There are several legends surrounding it’s origin in the area, one attributes its discovery to an extremely violent hailstorm, which destroyed most of the harvest. The farmers, desperate for food of any kind, plowed the land under in a search for edible roots and tubers and discovered a delicacy: the tasty, pleasant white asparagus. In the 1500 and 1600s, the white asparagus of Bassano was prized, reserved for the banquets of the nobles of the Venetian empire. The most ancient recipe was asparagus and eggs, with olive oil and pepper.
What is white asparagus? It is simply green asparagus that has been deprived of light, preventing it from turning green. Today, it is covered with a thick layer of mulch and plastic. This process, called etoilation, creates pale white spears that have a more delicate flavor than their green counterparts.
In Bassano, the asparagus found the ideal environment: sandy, soft, well-drained and slightly calcareous soil on the banks of the Brenta River. The soil type, combined with a particularly mild climate, produces a product recognized for its quality the world over. Its’ pale color, tenderness and sweet-sour perfume make it particularly well-suited for rice dishes, soups, pasta and salads. Its tenderness allows one to enjoy the entire length. Due to its quality and delicacy, it is quite perishable and must be correctly conserved and served within a few days.

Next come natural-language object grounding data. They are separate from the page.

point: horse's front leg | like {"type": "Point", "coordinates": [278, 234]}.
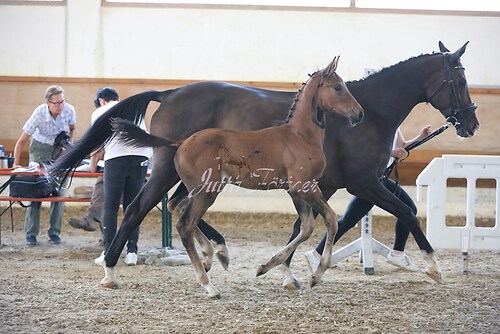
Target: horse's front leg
{"type": "Point", "coordinates": [307, 227]}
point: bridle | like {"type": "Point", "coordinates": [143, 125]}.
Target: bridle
{"type": "Point", "coordinates": [453, 118]}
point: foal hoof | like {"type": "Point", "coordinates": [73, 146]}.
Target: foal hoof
{"type": "Point", "coordinates": [434, 274]}
{"type": "Point", "coordinates": [260, 270]}
{"type": "Point", "coordinates": [222, 253]}
{"type": "Point", "coordinates": [110, 284]}
{"type": "Point", "coordinates": [292, 284]}
{"type": "Point", "coordinates": [315, 279]}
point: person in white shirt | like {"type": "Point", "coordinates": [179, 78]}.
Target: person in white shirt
{"type": "Point", "coordinates": [125, 170]}
{"type": "Point", "coordinates": [47, 121]}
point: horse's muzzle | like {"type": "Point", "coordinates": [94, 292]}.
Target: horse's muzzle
{"type": "Point", "coordinates": [356, 117]}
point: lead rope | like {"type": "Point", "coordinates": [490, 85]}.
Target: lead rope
{"type": "Point", "coordinates": [394, 164]}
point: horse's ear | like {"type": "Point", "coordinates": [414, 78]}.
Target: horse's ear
{"type": "Point", "coordinates": [443, 48]}
{"type": "Point", "coordinates": [332, 67]}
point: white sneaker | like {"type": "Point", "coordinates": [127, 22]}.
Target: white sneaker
{"type": "Point", "coordinates": [402, 261]}
{"type": "Point", "coordinates": [130, 259]}
{"type": "Point", "coordinates": [313, 258]}
{"type": "Point", "coordinates": [100, 260]}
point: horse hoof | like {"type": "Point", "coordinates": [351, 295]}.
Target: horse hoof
{"type": "Point", "coordinates": [315, 280]}
{"type": "Point", "coordinates": [434, 274]}
{"type": "Point", "coordinates": [207, 266]}
{"type": "Point", "coordinates": [222, 253]}
{"type": "Point", "coordinates": [215, 296]}
{"type": "Point", "coordinates": [260, 271]}
{"type": "Point", "coordinates": [110, 284]}
{"type": "Point", "coordinates": [292, 284]}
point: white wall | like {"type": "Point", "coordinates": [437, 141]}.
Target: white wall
{"type": "Point", "coordinates": [85, 39]}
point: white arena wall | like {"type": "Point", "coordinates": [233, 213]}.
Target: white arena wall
{"type": "Point", "coordinates": [96, 39]}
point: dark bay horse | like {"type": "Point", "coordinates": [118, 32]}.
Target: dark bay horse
{"type": "Point", "coordinates": [356, 157]}
{"type": "Point", "coordinates": [291, 153]}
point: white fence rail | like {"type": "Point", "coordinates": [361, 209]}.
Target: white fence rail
{"type": "Point", "coordinates": [470, 236]}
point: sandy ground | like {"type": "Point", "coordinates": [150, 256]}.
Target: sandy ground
{"type": "Point", "coordinates": [55, 288]}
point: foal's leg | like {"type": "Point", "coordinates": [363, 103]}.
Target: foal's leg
{"type": "Point", "coordinates": [186, 226]}
{"type": "Point", "coordinates": [307, 228]}
{"type": "Point", "coordinates": [319, 204]}
{"type": "Point", "coordinates": [177, 203]}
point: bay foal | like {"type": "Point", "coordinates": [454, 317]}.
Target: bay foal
{"type": "Point", "coordinates": [289, 156]}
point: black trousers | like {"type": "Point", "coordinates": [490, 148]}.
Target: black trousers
{"type": "Point", "coordinates": [122, 176]}
{"type": "Point", "coordinates": [358, 208]}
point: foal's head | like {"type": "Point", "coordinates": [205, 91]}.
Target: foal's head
{"type": "Point", "coordinates": [333, 94]}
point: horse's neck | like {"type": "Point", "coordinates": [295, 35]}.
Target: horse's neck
{"type": "Point", "coordinates": [403, 86]}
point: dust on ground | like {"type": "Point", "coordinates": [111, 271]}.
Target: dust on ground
{"type": "Point", "coordinates": [55, 288]}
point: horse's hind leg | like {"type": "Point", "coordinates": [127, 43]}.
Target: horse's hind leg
{"type": "Point", "coordinates": [186, 226]}
{"type": "Point", "coordinates": [380, 196]}
{"type": "Point", "coordinates": [207, 250]}
{"type": "Point", "coordinates": [307, 228]}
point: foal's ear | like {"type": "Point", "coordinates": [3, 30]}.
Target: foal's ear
{"type": "Point", "coordinates": [332, 67]}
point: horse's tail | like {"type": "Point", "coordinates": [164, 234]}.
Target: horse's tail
{"type": "Point", "coordinates": [132, 108]}
{"type": "Point", "coordinates": [130, 134]}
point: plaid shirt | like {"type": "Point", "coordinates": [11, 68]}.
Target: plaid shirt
{"type": "Point", "coordinates": [44, 128]}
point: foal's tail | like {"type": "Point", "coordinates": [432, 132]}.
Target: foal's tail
{"type": "Point", "coordinates": [132, 108]}
{"type": "Point", "coordinates": [130, 134]}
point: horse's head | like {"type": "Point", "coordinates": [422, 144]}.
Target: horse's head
{"type": "Point", "coordinates": [61, 143]}
{"type": "Point", "coordinates": [333, 95]}
{"type": "Point", "coordinates": [448, 92]}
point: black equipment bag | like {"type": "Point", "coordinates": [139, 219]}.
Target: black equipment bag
{"type": "Point", "coordinates": [34, 186]}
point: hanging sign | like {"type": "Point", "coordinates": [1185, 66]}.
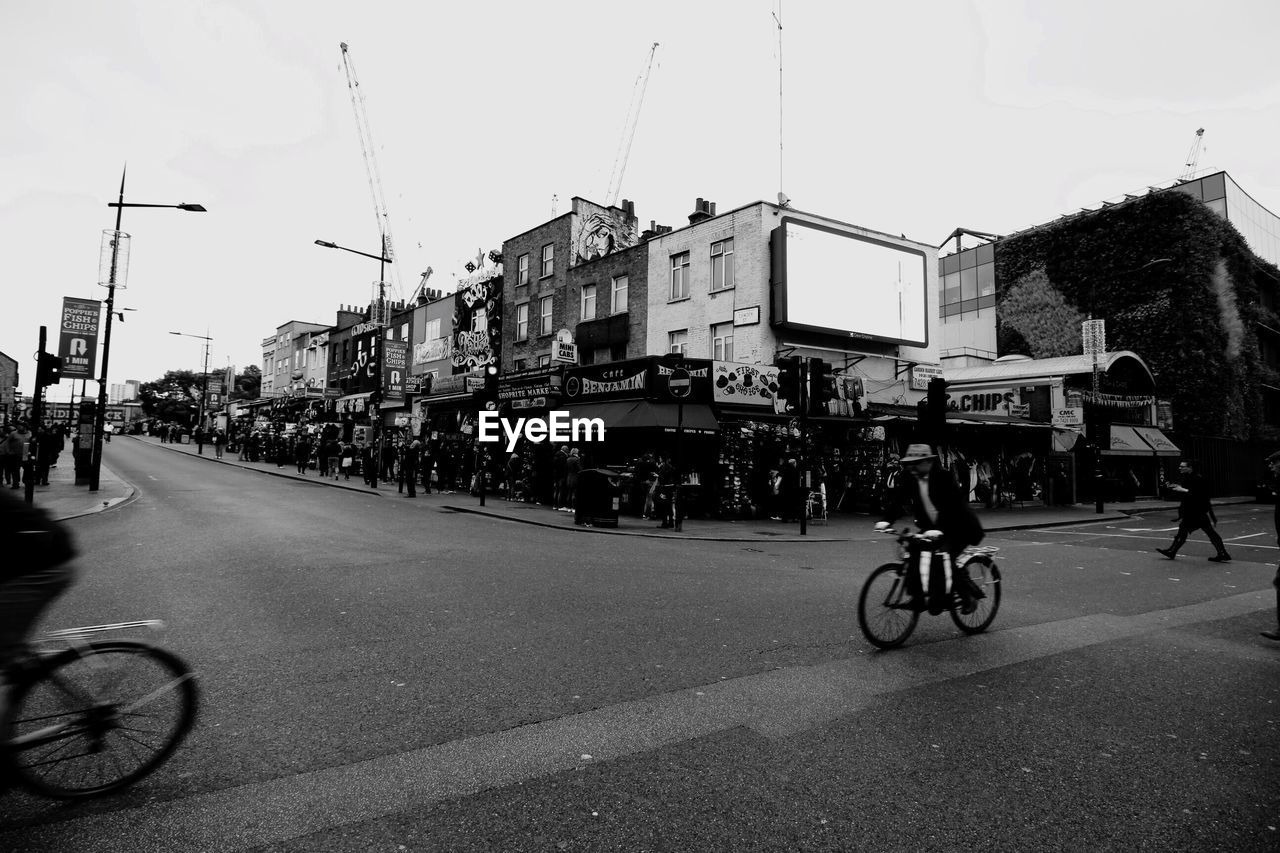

The following recipe is from La Cucina Italiana, a classic combination of asparagus and eggs. You can either serve the sauce on the side, and dip individual spears into the sauce, or toss the spears with the sauce and serve, topped with additional egg whites. This is a great spring recipe for fresh asparagus of any color! Enjoy with a nice white wine from the nearby Breganze wine region, such as their Bianco (a blend of the local grape Tai) or Vespaiolo.
Asparagi di Bassano Con Salsa di Uove Sode
- 1 lb. asparagus, woody ends trimmed and peeled if skin seems thick
- 3 large, hard boiled eggs, shells removed and cut in half, yolks separated
- 2 tablespoons lemon juice
- 1/2 cup extra virgin olive oil
- 2 salt cured anchovy filets, boned, rinsed and chopped
- 1 tablespoon capers, rinsed and chopped
- Kosher salt and freshly ground pepper
- Tie the asparagus stalks in small bunches and stand them up in a high, narrow pan. My pan is not narrow enough, so I use mason jars to take up any excess space, so the asparagus bundles are upright. Add water to about two-thirds up the length of the stalks, the tips should be above the water, and simmer them until tender, about 8 minutes.
- To make the sauce, press the hard boiled egg yolks through a sieve, into a small bowl. Stir in the lemon juice, and then, stirring constantly, slowly drizzle in the olive oil. Chop the egg whites and add most of them to the sauce, reserving a bit for garnish. Add the anchovies and capers; season with salt and pepper, and additional lemon juice if desired.